La scena era sicuramente
disgustosa: un braccio era stato messo sopra ad una lampada, cosparso di una
strana e misteriosa poltiglia appiccicaticcia; le gambe erano sul letto aperte,
mostranti ogni possibile innesto biologico della robotica, senza alcun ritegno
seviziati, lacerati, forse perforati, forse consumati, forse bruciati. Il corpo
era intanto dal pube fino al collo, dove finivano gli impianti biologici: il
seno aveva ancora la pelle eccitata e le mammelle erano dure, si vedeva fin da
lontano. Di certo uno spettacolo disgustoso proprio per il modo con cui era
stata lasciata la vittima: aveva ancora il preservativo in bocca e Bijnghs
avrebbe scommesso due Dracme Getoniane che dentro c’era qualche ricordino.

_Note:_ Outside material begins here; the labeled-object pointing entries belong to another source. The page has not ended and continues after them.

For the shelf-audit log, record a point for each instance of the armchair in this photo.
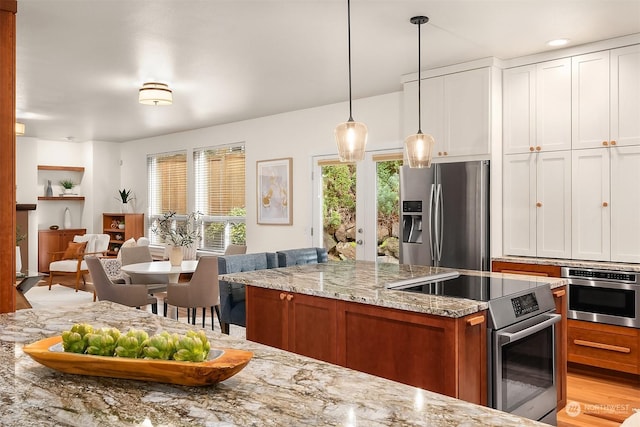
(106, 290)
(72, 261)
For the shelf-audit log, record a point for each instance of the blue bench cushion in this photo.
(301, 256)
(233, 295)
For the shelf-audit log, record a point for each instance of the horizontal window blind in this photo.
(167, 191)
(220, 194)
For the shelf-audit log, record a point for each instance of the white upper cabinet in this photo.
(537, 204)
(537, 107)
(591, 237)
(456, 110)
(625, 204)
(625, 95)
(590, 108)
(553, 105)
(519, 109)
(606, 98)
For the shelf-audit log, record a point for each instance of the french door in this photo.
(355, 211)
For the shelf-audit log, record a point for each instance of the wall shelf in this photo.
(81, 198)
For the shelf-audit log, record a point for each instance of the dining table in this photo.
(161, 268)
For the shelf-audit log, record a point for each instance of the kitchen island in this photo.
(276, 388)
(343, 313)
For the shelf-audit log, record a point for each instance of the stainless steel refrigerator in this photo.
(444, 214)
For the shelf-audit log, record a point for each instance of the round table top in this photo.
(160, 267)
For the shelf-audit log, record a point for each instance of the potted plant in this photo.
(125, 198)
(67, 185)
(182, 235)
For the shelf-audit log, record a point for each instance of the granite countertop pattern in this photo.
(365, 281)
(617, 266)
(276, 388)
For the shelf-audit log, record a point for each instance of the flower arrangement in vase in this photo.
(181, 232)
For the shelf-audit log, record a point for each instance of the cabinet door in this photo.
(467, 110)
(590, 104)
(625, 95)
(519, 198)
(266, 317)
(591, 237)
(553, 205)
(312, 326)
(519, 114)
(553, 105)
(625, 204)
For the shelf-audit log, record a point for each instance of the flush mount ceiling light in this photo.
(557, 42)
(351, 136)
(155, 94)
(419, 146)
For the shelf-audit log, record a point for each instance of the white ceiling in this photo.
(80, 62)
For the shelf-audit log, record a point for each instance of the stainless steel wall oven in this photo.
(603, 296)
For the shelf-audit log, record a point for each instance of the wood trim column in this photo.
(8, 9)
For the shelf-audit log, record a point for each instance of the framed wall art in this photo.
(274, 191)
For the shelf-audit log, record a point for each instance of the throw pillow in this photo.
(74, 249)
(128, 244)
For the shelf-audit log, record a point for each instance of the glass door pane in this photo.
(339, 209)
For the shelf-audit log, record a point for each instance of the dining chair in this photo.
(71, 262)
(235, 249)
(126, 294)
(203, 290)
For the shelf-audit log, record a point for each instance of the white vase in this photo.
(176, 256)
(67, 218)
(18, 260)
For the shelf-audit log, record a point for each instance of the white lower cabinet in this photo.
(606, 204)
(537, 204)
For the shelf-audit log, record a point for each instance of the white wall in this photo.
(299, 134)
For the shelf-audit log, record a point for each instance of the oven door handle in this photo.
(508, 337)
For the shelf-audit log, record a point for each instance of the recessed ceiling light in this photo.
(557, 42)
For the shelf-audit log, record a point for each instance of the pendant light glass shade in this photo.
(419, 147)
(155, 94)
(351, 136)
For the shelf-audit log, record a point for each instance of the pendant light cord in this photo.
(349, 43)
(419, 80)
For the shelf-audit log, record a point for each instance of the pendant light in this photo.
(419, 146)
(351, 136)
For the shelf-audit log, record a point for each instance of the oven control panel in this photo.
(525, 304)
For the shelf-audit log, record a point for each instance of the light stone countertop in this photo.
(365, 281)
(277, 388)
(617, 266)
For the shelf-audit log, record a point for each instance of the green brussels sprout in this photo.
(193, 347)
(160, 346)
(130, 344)
(73, 340)
(102, 342)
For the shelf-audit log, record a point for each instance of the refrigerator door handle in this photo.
(430, 222)
(437, 225)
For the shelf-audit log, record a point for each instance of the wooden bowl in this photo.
(223, 364)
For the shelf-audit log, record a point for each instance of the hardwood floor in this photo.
(599, 398)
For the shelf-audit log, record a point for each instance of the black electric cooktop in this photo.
(477, 288)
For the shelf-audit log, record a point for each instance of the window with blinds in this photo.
(220, 195)
(167, 180)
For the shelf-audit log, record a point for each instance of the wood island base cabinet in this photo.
(440, 354)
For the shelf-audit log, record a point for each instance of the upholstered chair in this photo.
(126, 294)
(201, 291)
(72, 261)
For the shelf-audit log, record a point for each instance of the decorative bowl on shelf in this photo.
(221, 365)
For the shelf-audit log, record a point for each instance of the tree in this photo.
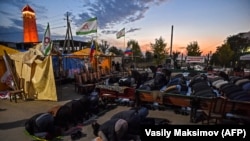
(193, 49)
(159, 50)
(239, 45)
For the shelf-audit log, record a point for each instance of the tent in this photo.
(37, 71)
(3, 69)
(70, 65)
(99, 58)
(245, 57)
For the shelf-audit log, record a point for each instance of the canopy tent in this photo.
(245, 57)
(3, 69)
(70, 65)
(84, 52)
(100, 59)
(37, 73)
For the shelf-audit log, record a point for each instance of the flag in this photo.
(120, 33)
(7, 78)
(46, 43)
(92, 51)
(90, 26)
(128, 50)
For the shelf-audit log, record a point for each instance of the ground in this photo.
(13, 115)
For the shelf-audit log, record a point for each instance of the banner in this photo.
(120, 34)
(92, 50)
(46, 44)
(128, 50)
(90, 26)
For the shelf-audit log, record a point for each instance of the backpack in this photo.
(159, 81)
(30, 124)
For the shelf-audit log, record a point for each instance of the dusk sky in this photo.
(209, 22)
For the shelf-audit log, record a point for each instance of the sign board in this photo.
(195, 59)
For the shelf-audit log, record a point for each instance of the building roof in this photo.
(28, 8)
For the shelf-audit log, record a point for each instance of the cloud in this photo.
(111, 13)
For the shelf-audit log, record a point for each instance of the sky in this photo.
(208, 22)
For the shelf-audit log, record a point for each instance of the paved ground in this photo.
(13, 115)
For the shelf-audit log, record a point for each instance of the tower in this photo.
(29, 25)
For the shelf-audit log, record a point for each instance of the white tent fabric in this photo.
(37, 71)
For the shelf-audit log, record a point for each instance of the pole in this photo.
(171, 43)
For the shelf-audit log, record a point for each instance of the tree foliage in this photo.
(193, 49)
(159, 50)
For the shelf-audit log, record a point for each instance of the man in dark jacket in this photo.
(111, 130)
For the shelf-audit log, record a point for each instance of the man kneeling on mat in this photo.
(124, 125)
(111, 130)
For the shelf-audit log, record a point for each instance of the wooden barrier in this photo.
(238, 109)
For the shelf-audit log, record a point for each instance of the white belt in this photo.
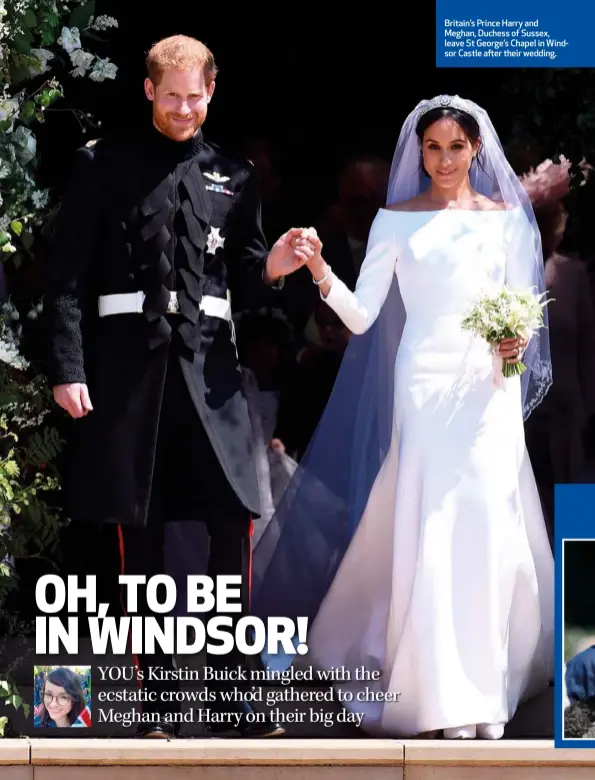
(132, 303)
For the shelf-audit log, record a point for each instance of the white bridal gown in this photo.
(447, 588)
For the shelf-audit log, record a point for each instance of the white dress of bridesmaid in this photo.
(447, 588)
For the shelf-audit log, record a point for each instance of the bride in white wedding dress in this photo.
(446, 589)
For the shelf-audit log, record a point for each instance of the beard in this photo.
(176, 131)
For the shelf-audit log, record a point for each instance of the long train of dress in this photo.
(447, 588)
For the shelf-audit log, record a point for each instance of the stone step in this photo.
(330, 759)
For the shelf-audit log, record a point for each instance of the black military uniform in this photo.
(154, 240)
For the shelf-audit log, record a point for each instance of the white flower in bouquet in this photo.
(507, 314)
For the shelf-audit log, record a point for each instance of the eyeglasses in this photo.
(62, 698)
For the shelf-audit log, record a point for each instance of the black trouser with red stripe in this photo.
(188, 483)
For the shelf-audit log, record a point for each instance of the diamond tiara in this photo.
(449, 101)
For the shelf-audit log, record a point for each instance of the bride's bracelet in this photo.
(325, 278)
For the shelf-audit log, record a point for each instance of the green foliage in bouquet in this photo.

Almeno sperava: poteva archiviare il caso e passarlo agli Hockolf che avrebbero
cercato in lungo ed in largo l’assassino. Forse l’avrebbero trovato con un poco
di fortuna. Lo colpirono ancora gli occhi, aperti in un ultimo atto di
compiacimento e dolore allo stesso tempo. Quella robotica non sarebbe più stata
la stessa dopo il ripristino probabilmente: l’agente sperava che il Demiurgo
decidesse di ricostruire almeno la memoria neurale della poveretta a sue spese,
almeno per eliminare quella sera disgustosa. Di sicuro non era stato piacevole
per nessuno.
«Senti vuoi venire alla centrale?
Hai un posto dove dormire, dove andare?» sapeva, Bijnghs, di mettersi nei guai
ma si ripeteva che le robotiche quello avevano: ormoni, corpi mozzafiato,
comportamento semplice, a livello due o tre.
Stando stava
ancora discutendo con l’Eviliano, che uscito dal bancone lo stava spingendo
verso il budino di Cor «E chi mi ripulisce tutto? Perché non viene qualcuno qui
a prendere reperti, a prendere qualcosa, a pulire, a rimettere in ordine
tutto?».
«Non saprei.
Io vorrei. Posti: nessuno dopo ora. Perché scotto come merce. Sono alla mercé
della probabilità. Forse è utile la sua proposta. Ha un fazzoletto?» l’agente
non se lo fece ripetere due volte e gli asciugò una lacrima, artificiale ma
reale.
L’Eviliano non
voleva saperne e Stando stava per perdere la pazienza «Perché non viene
qualcuno qui a prendere reperti, a prendere qualcosa, a pulire, a rimettere in
ordine tutto? Insomma, non è possibile: lei è un Oxiliano, faccia qualcosa!».
«Stando, non
farti prendere per il culo perché sei un Oxiliano: digli che qui se non se n’è
accorto il caro amico blu è tutto un bordello!» rispose Bijnghs.